Thought provoking piece. Fundamentally, objectivity is impossible. Fairness is.

14 04 2008

Yay! very good post. I think the simple ideological bias is the least troublesome, unless it gets to the Limbaugh/Fox News level of bias. Liberal/conservative bias tends to either be pretty easy to spot and control for if it’s really there. More often, that sort of bias is in the eye of the beholder. I’ve seen some pretty good studies which show that often, liberals see conservative bias, conservatives see liberal bias, and uncommitted people see fairness in the same news stories. I think that’s very interesting.

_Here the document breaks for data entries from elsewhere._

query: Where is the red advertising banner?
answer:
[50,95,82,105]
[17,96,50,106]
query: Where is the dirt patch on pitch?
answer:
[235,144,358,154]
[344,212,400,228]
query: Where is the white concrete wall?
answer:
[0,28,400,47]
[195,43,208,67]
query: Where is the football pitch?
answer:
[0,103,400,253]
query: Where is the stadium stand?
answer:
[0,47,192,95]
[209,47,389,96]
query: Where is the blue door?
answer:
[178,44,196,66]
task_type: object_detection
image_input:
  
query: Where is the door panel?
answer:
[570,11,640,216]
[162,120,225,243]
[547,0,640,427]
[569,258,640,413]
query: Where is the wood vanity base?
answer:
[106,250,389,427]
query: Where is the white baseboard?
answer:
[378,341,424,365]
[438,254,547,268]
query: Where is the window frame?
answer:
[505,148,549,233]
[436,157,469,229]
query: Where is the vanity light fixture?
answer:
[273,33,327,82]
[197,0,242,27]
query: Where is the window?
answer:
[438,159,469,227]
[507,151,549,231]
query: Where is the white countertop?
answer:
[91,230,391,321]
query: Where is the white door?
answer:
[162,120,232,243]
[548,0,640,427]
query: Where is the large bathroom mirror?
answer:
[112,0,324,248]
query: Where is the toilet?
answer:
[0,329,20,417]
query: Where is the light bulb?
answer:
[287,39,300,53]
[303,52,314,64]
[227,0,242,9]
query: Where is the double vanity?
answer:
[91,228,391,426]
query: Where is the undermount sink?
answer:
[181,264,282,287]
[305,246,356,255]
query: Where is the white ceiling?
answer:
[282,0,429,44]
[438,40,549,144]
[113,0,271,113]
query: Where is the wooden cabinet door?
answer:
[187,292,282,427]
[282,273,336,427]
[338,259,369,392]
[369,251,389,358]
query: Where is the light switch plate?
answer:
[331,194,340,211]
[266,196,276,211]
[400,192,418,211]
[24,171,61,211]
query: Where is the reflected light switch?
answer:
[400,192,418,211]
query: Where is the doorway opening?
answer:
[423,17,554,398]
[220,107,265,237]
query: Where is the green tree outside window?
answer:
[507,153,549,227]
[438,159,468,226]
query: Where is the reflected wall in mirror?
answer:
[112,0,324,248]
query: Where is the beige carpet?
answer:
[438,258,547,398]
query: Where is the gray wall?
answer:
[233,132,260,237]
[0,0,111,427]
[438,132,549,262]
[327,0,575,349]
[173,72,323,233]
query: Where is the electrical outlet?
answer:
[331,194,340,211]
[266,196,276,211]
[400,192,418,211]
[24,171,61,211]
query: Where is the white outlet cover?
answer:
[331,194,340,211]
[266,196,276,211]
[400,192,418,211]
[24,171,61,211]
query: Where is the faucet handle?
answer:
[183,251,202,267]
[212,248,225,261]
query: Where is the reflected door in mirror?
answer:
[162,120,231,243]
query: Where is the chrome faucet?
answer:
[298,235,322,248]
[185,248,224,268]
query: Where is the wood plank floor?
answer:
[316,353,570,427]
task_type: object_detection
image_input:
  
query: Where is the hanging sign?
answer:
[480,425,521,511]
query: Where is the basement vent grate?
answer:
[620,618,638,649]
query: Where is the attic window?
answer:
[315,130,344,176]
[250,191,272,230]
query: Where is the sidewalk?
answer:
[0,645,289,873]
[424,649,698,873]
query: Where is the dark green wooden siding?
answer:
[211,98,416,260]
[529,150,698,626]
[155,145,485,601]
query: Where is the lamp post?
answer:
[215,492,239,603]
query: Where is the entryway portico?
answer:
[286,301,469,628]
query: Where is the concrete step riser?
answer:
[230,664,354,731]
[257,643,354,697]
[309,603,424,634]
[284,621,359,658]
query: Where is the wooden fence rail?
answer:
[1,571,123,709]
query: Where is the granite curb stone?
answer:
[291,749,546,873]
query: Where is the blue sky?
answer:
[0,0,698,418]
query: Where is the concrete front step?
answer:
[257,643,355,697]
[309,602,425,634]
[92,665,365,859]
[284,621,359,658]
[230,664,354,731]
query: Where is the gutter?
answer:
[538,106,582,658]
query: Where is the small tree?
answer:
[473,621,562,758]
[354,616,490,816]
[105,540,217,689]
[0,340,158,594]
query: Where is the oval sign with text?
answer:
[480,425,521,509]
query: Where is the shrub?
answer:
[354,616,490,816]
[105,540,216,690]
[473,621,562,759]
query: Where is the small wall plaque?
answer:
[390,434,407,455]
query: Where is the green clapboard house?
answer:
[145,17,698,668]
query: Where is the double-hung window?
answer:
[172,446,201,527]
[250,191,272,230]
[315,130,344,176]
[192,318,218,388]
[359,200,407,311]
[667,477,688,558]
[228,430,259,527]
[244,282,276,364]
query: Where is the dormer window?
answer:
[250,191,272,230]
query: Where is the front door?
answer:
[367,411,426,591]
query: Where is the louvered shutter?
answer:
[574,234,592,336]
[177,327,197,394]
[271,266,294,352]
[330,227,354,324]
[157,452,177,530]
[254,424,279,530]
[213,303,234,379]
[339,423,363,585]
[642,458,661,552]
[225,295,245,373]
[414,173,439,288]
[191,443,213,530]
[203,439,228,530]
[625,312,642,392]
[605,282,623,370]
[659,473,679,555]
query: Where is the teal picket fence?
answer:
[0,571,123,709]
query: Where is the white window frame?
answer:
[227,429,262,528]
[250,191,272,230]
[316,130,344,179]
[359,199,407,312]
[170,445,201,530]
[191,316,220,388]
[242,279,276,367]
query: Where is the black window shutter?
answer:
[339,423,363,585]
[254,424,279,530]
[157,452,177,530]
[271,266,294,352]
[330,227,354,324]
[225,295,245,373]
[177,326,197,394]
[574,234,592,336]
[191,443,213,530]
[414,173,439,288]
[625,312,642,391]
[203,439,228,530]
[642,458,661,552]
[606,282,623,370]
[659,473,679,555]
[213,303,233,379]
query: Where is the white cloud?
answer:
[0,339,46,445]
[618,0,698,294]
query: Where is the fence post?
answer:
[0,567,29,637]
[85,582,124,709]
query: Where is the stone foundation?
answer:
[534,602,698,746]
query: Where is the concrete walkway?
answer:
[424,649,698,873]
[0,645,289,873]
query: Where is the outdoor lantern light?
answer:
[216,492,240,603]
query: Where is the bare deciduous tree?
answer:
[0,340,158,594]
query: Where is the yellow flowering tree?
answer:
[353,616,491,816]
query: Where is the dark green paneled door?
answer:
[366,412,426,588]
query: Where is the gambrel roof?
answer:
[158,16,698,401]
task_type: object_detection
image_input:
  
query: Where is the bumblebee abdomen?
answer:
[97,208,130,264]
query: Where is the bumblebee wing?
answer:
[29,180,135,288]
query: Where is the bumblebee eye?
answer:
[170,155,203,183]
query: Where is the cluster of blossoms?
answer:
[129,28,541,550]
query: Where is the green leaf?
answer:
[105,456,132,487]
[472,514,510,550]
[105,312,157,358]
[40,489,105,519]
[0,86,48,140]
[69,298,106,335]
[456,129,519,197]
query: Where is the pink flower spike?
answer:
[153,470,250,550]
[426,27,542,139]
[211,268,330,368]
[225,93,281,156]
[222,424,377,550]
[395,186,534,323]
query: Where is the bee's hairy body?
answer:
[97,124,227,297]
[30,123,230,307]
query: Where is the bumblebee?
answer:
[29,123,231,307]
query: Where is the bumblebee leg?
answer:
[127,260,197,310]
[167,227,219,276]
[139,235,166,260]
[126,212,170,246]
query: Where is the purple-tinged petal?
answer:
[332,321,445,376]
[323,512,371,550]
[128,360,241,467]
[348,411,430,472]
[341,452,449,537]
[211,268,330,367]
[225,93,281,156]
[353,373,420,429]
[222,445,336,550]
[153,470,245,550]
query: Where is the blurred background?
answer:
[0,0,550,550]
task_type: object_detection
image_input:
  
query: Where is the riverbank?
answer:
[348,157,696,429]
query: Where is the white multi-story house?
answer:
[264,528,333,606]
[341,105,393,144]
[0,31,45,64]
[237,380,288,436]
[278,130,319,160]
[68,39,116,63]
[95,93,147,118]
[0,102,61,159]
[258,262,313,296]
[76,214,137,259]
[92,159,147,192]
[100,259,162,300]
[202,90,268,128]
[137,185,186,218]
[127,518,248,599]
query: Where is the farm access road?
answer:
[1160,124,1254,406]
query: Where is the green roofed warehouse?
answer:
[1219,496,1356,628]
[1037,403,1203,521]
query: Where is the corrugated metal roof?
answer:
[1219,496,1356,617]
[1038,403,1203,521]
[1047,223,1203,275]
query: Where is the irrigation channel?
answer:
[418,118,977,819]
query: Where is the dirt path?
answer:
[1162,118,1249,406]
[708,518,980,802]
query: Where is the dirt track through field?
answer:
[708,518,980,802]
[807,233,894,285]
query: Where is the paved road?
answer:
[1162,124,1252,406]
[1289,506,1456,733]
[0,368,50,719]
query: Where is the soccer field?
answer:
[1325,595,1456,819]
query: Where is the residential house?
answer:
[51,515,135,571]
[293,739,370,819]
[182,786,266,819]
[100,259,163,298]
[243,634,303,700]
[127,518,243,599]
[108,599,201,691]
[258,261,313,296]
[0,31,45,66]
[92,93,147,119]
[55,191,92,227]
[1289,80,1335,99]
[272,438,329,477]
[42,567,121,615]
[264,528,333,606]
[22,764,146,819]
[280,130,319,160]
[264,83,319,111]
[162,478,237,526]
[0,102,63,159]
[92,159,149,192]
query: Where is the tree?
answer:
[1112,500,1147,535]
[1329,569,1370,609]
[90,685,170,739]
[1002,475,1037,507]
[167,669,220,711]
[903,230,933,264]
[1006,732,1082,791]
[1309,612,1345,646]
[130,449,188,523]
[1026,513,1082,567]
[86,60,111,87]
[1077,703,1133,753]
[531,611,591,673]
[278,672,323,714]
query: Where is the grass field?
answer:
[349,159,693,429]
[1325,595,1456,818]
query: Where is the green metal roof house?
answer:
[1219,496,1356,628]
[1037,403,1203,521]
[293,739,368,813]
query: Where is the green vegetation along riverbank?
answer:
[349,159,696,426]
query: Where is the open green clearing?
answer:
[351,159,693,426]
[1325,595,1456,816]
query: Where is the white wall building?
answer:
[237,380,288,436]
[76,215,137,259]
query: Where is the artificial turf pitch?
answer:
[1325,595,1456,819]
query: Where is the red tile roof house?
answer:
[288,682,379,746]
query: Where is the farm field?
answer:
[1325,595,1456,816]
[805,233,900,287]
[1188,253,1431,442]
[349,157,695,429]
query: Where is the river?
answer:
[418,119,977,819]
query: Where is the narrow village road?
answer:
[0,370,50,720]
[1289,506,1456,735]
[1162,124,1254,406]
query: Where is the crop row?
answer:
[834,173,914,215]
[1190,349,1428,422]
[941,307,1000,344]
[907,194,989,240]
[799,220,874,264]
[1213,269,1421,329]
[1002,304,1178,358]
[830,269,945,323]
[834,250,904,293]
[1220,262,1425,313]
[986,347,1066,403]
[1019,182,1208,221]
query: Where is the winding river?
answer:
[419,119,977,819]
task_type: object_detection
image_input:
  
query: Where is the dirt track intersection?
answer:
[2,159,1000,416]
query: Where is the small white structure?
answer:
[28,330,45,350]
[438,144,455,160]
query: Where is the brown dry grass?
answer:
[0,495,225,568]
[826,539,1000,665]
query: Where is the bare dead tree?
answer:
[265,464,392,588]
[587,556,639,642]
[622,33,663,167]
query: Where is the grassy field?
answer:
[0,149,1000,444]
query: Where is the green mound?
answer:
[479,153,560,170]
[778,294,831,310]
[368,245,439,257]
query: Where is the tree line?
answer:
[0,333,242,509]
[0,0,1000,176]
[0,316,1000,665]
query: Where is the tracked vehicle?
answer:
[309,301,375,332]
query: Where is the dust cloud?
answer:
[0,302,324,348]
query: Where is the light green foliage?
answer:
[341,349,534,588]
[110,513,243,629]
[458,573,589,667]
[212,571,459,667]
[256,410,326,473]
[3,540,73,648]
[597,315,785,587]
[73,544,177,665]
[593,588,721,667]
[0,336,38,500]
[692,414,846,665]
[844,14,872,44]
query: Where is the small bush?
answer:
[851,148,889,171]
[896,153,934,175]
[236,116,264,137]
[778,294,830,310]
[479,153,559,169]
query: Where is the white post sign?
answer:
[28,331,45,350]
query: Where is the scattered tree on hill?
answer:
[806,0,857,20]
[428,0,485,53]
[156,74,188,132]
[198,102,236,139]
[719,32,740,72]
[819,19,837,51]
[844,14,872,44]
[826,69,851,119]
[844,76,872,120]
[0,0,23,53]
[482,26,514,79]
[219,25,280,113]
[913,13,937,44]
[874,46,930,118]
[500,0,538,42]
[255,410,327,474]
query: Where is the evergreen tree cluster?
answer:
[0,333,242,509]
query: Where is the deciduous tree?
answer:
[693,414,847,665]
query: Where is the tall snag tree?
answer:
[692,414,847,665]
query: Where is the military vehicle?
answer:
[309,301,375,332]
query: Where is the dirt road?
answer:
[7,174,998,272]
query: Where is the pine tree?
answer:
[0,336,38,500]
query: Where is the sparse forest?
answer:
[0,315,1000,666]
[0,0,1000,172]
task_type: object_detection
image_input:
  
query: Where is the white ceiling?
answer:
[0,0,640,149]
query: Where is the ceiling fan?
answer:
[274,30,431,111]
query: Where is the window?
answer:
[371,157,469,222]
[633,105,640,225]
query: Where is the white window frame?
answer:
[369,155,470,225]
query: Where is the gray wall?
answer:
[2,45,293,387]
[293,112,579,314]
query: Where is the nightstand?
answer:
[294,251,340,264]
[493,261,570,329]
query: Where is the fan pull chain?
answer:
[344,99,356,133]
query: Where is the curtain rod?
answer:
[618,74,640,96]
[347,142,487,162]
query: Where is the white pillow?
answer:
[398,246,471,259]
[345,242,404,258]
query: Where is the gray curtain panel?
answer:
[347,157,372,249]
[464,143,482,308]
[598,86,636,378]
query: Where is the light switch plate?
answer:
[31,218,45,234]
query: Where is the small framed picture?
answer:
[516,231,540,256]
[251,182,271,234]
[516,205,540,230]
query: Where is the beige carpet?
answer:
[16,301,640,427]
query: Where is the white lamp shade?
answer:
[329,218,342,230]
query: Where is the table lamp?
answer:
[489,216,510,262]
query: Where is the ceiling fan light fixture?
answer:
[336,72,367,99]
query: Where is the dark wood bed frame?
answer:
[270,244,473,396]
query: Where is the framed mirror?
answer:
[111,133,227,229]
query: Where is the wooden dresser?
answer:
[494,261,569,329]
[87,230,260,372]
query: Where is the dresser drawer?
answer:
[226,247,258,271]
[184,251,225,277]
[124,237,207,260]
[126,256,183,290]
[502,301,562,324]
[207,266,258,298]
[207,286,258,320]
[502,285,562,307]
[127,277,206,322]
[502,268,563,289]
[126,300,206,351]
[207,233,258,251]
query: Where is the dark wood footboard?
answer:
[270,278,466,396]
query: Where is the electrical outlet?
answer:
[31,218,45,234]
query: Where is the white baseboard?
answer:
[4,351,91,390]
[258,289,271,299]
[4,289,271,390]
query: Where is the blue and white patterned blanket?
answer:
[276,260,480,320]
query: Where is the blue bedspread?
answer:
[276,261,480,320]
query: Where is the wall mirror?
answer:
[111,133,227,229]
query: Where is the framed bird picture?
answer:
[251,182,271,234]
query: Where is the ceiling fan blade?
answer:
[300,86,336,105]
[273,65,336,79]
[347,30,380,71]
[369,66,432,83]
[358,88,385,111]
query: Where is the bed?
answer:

Those other problems you mention are way more important, IMO, because what they add up to is a lack of context. Without context, it’s easy to trivialize important issues and make trivial issues all-consuming.

Are you familiar with the Work of Lance Bennett, Victoria? I have a book of his that talks about all of this stuff and more, using media coverage of election campaigns as examples. His first chapter touches all these types of bias, and his conclusions are about the same as yours, though your examples are a bit more relevant.

14 04 2008

Yeah, Lance Bennett’s “News: The Politics of Illusion” was my jumping off point.
I needed to synthesis some of the information for a class, and I thought it was good enough, so I posted it. Not many people are familiar with his work outside political science or media studies. That is why I believed it would be good for people to read. It is important stuff.


15 04 2008

Yeah. That’s the book I was thinking of. This is really important info. I tend to get bogged down analyzing issues and forget how few people know this stuff.

To me, the narrative structure is the most important bit. The more I learn about communication, the more I’m convinced that pretty much everything we do is determined in one way or another by stories we tell one another. Stories are one of the few characteristics of life beyond the basic biological needs that seem to be common to humans in all times and places. Maybe a real anthropologist would correct me on that, but I’ve never heard of a culture that didn’t have stories.